Max B and the Plight of the Post-Prison Rapper

The New York icon is free. Let’s let him figure out what’s next on his own time.

Max B and the Plight of the Post-Prison Rapper

When Max B was first sentenced to 75 years in prison on June 4, 2009, I was still in high school. Last week, after having that sentence trimmed down to 16 years thanks to most of the original charges around his alleged role in an armed robbery that left a man dead being dropped, he walked out of Northern State Prison in Newark, New Jersey a free man. Biggaveli was truly larger than life at the peak of his fame, a street-rap icon with dozens of mixtapes whose melodies and fuck-it-all charm laid the blueprint for a generation of rap stars. Across the 2000s, he went from Dipset affiliate to Jim Jones antagonist to French Montana tag-team partner. To say he was missed would be an understatement—fans and fellow artists have been chanting “Free Max B” ever since he was first locked up. Kanye West even featured a prison voicemail from Max on his last great album, 2016’s The Life of Pablo. They didn’t call him The Wave for nothing.

Post-prison notoriety for rappers has evolved from dropping the obligatory First Day Out freestyle to making the rounds on every podcast couch, YouTube channel, and TikTok fashion or music page that draws ears and eyes. So there was Max, doing a fit check with an influencer at a Jets game before he could even stop at the jeweler. To his credit, though, his comeback also involves another, more old-fashioned strategy: appearing at clubs throughout the Northeast, culminating in two sold-out Brooklyn homecoming shows set to happen next January. But after seeing a clip of him in the club looking bewildered as someone yelled in his ear, I couldn’t help but wonder how it felt to be that perceived, that outside, after being locked away from the world at large for so long. Sixteen years is a while for anyone to be gone, but it might as well be three lifetimes in rap.

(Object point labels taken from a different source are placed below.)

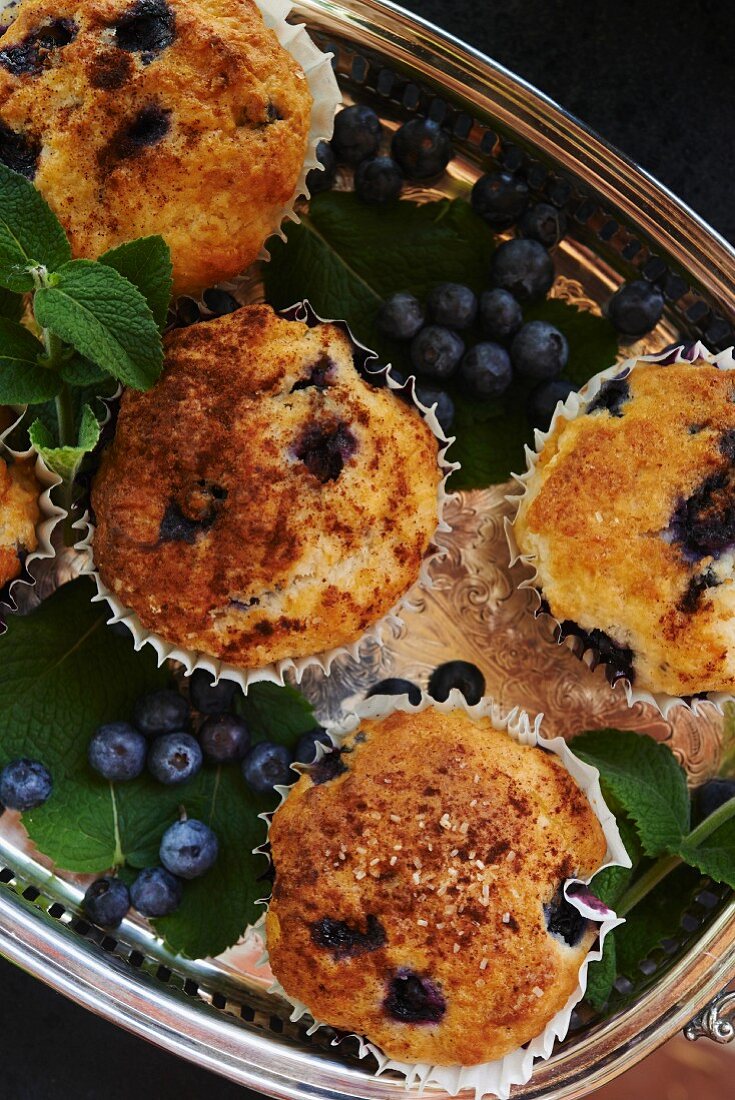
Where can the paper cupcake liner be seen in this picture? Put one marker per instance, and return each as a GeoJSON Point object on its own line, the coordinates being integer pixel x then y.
{"type": "Point", "coordinates": [577, 638]}
{"type": "Point", "coordinates": [294, 667]}
{"type": "Point", "coordinates": [51, 515]}
{"type": "Point", "coordinates": [492, 1078]}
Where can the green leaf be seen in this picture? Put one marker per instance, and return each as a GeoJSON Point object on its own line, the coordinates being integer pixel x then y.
{"type": "Point", "coordinates": [146, 264]}
{"type": "Point", "coordinates": [645, 779]}
{"type": "Point", "coordinates": [106, 318]}
{"type": "Point", "coordinates": [30, 232]}
{"type": "Point", "coordinates": [23, 381]}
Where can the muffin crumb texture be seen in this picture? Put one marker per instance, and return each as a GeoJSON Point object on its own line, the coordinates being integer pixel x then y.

Max is playing it cool, but pressure is coming in from all sides. We couldn’t go a day without seeing the “Max B should work with…” tweets and speculation about what kind of music he’d drop and when. I’d bet money on GQ, The New York Times, or some other big publication gearing up a triumphant profile, with the (probably white) journalist shadowing Max as we speak. Younger audiences who weren’t around for his prolific era will wonder what the big deal is; older audiences will be waiting for whatever new music they can hear. I’ve been running back Wave Pack and Coke Wave as much as the next guy, but I wanna take the time to remind everyone to chill and let the man’s return unfold on his terms.